Another good example of a long climb.

For us, our trail guide said, just head towards the top south of the woods, (cheers Mike!). For details it’s past the car park up the forest road, dog leg a bit, then follow the forest road on your right. The signage here is rather hard, plus we got lost and had to ask a friendly runner, who went, ohh the Black Mountain Beast, the best bit is just coming up. To the saddle of Crug Mawr, for anti-clockwise riders the drop through the woods may be more fun on some of the bridleways that run down to the road, but look out for a surprising number of what appear to be forest sheep!

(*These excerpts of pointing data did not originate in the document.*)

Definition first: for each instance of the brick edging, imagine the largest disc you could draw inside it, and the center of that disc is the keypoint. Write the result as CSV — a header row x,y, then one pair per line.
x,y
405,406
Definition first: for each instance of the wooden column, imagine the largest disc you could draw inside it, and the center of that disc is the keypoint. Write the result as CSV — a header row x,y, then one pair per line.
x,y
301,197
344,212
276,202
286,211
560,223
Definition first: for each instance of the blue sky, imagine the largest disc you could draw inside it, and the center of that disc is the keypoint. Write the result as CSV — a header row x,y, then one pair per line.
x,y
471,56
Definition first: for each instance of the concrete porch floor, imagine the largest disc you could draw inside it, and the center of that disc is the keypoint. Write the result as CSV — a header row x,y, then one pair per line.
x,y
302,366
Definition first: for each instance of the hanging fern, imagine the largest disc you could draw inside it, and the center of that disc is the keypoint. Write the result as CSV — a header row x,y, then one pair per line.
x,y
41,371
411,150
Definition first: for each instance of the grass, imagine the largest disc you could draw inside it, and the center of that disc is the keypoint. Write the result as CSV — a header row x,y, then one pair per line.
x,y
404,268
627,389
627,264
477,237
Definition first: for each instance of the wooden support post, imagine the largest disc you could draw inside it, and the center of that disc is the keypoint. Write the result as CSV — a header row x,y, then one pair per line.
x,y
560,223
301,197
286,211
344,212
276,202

For the clockwise rider you now have a 250 metre drop over 3kms, the last bit being hang-off-your-saddle steep, it’s not yet been armoured, its moor-top single track and grass trail, and apart form the 40mph winds to our side it was great fun, the last section was into some woods with a straight steep drop on black muddy trails, just hang on to the brakes and keep it straight. I failed, and had to do an emergency stepping over the bars when it all started to go wrong. For anti-clockwise riders it’s another long climb which will be hard to clean. We then hit the road again and so, with tired legs, we headed towards Llanbedr and Crickhowell.

A really nice ride, long, 6 hours by our pace, which was more take it easy then kill yourself, 28 miles and 4417 ft by Dans GPS logger, but with loads of choice for alterations and relatively easy to navigate, watch yourself if you do this in the darker months, weather comes in quick but realistically the route has roads on three sides so should be easy to bail with a long road ride home if required.


So go on choose your own path and direction! It’s up to you out on the hills. Have fun.